Thursday, April 14, 2005

cheeseheads gone mad

the state of wisconsin has decided to abandon a proposal to legalize the hunting of feral cats. having once been homeless myself i have to say that's not a very nice idea, even if it is goddamn cats and you're nice northern midwesterners. as an alternative, i would like to offer my goddamncat-catching services. i could send you video of me hunting my squeakies. no squeakie toy has ever gotten away from my grasp! will work for cheese.

no domestic dummies

my onkle eric was kind enough to send me "Clever Caninies" from the chronicle of higher education. i'm glad to see you eggheads are finally paying attention to we of higher intelligence. according to the article, previous claims that domestication made us dumber than our wolf anscestors are false, we're just hesitant to do tasks that naked apes have not told us to do. wolves dive in, we wait for permission or, better yet, for our naked ape companions to do it for us. that's not dumb, that's clever. indeed, we appear to have communication skills that may exceed even your primate cousins. i'm telling you, we canines don't get credit for our fine manipulation skills. thousands of years of domestication have taught us how to get what we want with minimal effort. one little wimper and my mawma is scampering to rub my belly, get me snacks, whatever. now that's higher intelligence.

Monday, April 11, 2005


look at this interesting article from the new york times magazine! it's about chimeras, or animals who are injected with other animals' tissue and become partially that other animal. like hairy apes with naked ape brain cells injected into their heads.

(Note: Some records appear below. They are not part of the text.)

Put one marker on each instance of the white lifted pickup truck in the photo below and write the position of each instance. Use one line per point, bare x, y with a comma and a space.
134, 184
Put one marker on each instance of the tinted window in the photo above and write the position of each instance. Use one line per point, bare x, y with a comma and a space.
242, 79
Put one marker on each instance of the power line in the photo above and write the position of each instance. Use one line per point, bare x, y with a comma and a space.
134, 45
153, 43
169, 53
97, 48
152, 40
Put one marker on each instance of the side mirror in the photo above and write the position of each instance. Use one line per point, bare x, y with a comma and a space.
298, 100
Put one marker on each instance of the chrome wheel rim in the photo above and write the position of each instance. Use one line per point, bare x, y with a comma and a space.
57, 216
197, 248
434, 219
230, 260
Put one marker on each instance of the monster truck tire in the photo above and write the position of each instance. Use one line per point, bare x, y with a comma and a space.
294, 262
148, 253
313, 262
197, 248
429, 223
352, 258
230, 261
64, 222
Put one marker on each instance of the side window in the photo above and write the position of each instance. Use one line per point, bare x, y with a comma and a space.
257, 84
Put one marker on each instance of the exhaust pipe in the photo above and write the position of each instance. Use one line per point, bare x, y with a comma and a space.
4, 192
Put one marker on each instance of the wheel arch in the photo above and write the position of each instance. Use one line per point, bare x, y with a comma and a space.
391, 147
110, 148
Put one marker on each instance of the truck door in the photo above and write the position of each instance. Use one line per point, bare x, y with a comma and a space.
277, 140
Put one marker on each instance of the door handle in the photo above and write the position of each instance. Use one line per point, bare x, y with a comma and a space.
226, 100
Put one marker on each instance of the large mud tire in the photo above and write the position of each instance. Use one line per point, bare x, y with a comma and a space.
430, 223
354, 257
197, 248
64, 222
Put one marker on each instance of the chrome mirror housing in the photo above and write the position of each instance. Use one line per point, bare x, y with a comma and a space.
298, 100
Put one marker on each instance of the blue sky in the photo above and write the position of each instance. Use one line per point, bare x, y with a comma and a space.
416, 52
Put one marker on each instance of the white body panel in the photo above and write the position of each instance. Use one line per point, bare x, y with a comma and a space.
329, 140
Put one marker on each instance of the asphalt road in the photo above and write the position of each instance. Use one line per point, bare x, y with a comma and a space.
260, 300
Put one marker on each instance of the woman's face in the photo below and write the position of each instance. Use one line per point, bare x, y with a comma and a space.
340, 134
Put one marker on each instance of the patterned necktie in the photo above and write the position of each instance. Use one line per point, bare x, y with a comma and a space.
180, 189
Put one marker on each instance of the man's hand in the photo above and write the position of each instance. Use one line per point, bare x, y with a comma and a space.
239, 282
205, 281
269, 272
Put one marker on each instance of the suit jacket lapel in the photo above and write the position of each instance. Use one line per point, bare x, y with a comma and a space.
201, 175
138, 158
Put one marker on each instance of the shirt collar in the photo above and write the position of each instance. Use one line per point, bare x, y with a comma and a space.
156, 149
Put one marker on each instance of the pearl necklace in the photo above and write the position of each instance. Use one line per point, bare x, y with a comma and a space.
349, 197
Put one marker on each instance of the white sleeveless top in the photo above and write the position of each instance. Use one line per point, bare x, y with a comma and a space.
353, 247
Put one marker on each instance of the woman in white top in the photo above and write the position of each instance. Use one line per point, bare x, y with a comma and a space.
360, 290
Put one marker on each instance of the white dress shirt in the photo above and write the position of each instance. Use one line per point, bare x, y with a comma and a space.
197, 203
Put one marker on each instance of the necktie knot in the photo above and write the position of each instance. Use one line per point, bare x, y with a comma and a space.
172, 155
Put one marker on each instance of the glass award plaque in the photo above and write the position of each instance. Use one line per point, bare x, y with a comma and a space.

i bet you derrideans are just chewing on the ends of your pens waiting to get at this sentence from a bioethicist opposed to the practice--note it has slippage of singifier/signified AND stuff about coinage:

''It has to do with the relationship between signs and their meaning,'' he told me. ''Human appearance is something we should reserve for humans. Anything else that looks human debases the coinage of truth.''

i guess this means that you naked apes like things that look similar to you (like people tell me i'm cute because I look like an old man) but not exactly like you because it is confusing? or because it undermines your belief in the absolute uniqueness of naked apes? i guess it disrupts your ability to recognize the Other (as other) and, thereby, yourself as Self. it must be complicated being a naked ape and preserving your fantasies of the coinage of truth. i just have to worry about which squeakie i want to play with next. maybe the human shaped one?

Sunday, April 10, 2005

apes apes everywhere

wally's latest ape
Originally uploaded by cerasmus.
look! a new toy! yet another ape. my onkle eric and auntie ira got this for me in chicago because they were devastated that i didn't come with, or instead of, my mama. i also got a squeakie bottle of jack daniels. and some beef jerky. in other words, i'm not as mad at my mawma for leaving me.

back from chicago

elephant and family in repose
Originally uploaded by cerasmus.
my editor/mawma was away in chicago and i was unable to blog without someone to correct my spelling and grammar (which is bad only because my paws sometimes hit too many keys, not because i'm a dog). she visited the zoo so she could see the hairy apes. poor naked apes, so ugly next to your furry cousins. i understand there was also some sort of conference of naked apes talking about themselves.